Germany deports second Syrian offender since al-Assad's fall
Germany has deported a second convicted Syrian criminal under Chancellor Friedrich Merz’s new hard-line migration policy following the December 2024 ousting of Bashar al-Assad.
- Europe
- DPA
- Published Date: 06:16 | 08 January 2026
Germany has carried out another deportation of a convicted Syrian criminal to his home country, the second such case since the ousting of former president Bashar al-Assad in December 2024.
The 32-year-old man had repeatedly come into conflict with the law and was convicted in 2020 of drug offences and assault, receiving a prison sentence of several years, according to information obtained by dpa.
A spokesman for the Interior Ministry on Wednesday told the Bild newspaper that "another Syrian criminal was returned to Syria today on a scheduled flight." The man had been convicted several times of violent and drug-related offences, he added.
The man had been serving his sentence at Burg prison in the eastern state of Saxony-Anhalt and was taken from there to the airport.
The deportation took place on Tuesday afternoon, according to dpa information.
Germany halted direct deportations to Syria after war erupted in 2011 following the violent suppression of pro-democracy protests by the regime of long-time dictator al-Assad.
After al-Assad was ousted by a rebel alliance in December 2024, calls grew in Germany for Syrian refugees to return home.
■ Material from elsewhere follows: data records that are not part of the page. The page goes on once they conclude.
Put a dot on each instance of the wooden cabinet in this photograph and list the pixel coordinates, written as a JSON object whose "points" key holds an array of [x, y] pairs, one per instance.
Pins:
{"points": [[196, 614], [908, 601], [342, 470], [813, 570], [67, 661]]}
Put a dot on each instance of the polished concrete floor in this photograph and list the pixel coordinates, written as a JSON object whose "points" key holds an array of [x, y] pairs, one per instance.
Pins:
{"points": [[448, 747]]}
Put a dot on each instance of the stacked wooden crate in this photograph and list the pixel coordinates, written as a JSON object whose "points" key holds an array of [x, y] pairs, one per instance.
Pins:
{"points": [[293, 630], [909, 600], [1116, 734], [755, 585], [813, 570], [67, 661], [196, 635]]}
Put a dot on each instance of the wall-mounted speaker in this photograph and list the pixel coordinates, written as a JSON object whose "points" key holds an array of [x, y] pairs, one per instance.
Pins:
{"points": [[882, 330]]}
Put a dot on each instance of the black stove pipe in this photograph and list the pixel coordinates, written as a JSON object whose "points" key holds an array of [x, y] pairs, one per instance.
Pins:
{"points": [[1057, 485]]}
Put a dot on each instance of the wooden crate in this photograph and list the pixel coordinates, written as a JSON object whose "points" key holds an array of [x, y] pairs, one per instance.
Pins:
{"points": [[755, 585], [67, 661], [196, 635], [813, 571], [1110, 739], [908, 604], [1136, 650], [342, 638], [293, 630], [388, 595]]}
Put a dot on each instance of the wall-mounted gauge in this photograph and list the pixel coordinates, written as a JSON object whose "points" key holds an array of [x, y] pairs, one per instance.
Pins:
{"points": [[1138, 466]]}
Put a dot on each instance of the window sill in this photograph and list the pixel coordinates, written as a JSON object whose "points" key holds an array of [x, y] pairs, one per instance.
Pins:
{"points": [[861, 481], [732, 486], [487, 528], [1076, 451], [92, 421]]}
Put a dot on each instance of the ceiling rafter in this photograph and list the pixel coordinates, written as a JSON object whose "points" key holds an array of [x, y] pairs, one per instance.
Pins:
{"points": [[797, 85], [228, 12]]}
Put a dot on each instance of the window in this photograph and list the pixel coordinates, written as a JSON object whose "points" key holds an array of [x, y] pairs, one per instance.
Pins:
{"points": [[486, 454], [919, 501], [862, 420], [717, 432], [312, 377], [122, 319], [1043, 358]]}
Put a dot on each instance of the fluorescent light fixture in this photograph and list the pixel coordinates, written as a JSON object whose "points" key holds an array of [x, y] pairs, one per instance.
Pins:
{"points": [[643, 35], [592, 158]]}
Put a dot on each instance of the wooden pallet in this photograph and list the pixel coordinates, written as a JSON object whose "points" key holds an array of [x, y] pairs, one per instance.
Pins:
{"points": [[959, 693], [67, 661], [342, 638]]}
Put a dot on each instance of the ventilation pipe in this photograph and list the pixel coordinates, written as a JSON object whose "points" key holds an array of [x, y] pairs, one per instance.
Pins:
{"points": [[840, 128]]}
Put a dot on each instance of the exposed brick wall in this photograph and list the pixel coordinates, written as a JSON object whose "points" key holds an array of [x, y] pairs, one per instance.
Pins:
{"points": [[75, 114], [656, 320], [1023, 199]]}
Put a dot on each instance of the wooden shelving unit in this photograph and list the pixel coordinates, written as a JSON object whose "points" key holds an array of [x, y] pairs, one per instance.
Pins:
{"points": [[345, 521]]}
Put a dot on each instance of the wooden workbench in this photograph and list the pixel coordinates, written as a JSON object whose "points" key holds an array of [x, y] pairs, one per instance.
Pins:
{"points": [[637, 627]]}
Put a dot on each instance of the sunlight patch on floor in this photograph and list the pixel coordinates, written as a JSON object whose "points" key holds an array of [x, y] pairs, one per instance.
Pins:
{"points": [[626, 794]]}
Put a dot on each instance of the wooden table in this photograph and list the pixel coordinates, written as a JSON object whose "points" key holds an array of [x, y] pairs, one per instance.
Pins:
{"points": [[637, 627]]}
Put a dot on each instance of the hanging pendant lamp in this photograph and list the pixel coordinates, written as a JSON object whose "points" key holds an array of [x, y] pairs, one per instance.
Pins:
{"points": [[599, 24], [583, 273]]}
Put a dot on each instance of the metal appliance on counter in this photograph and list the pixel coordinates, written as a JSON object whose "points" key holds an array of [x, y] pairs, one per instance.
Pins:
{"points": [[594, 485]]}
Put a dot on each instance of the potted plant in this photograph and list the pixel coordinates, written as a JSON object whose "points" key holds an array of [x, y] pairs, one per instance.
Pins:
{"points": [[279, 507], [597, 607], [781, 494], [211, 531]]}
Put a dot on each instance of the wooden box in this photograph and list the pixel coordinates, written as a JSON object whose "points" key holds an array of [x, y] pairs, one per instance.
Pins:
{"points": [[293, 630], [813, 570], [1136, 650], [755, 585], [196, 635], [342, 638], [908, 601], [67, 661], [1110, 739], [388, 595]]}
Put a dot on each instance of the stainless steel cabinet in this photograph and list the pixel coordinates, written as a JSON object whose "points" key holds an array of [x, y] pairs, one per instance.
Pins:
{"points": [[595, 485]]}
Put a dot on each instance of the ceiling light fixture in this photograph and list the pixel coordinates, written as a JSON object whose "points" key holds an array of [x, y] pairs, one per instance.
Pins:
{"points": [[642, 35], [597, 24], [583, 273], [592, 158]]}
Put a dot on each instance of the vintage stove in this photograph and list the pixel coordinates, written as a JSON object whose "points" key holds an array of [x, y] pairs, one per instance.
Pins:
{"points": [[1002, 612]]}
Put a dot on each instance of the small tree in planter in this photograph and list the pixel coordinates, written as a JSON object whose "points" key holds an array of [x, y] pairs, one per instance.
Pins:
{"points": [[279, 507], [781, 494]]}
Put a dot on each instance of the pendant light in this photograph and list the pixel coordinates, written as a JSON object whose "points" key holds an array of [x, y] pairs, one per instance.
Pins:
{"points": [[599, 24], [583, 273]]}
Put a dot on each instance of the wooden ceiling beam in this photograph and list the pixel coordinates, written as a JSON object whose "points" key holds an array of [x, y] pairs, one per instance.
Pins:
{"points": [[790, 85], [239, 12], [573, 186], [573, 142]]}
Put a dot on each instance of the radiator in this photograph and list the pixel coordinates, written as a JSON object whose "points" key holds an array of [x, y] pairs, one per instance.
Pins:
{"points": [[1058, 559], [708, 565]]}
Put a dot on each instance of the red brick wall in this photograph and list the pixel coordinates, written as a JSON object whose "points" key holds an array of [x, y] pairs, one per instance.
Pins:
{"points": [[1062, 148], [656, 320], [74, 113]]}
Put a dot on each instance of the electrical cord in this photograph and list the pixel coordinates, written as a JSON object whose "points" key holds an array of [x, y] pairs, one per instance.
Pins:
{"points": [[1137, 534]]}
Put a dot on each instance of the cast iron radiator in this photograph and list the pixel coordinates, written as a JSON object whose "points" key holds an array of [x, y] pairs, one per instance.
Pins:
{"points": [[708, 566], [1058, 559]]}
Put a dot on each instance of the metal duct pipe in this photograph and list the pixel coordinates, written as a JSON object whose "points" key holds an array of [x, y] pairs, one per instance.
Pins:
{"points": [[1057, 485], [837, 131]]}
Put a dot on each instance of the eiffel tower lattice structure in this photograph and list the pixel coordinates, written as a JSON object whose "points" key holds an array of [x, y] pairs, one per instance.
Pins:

But the then centre-left government cautioned that it was too early to determine whether conditions in Syria were safe.
The conservative-led government of Chancellor Friedrich Merz, which took office in May 2025, has since adopted a more hard-line stance on migration, pledging to resume deportations to Syria and Afghanistan starting with convicted criminals.
The first deportation following al-Assad's fall took place shortly before Christmas, when a Syrian man living in the western city of Gelsenkirchen was returned to Syria after being convicted of aggravated robbery, assault and extortion.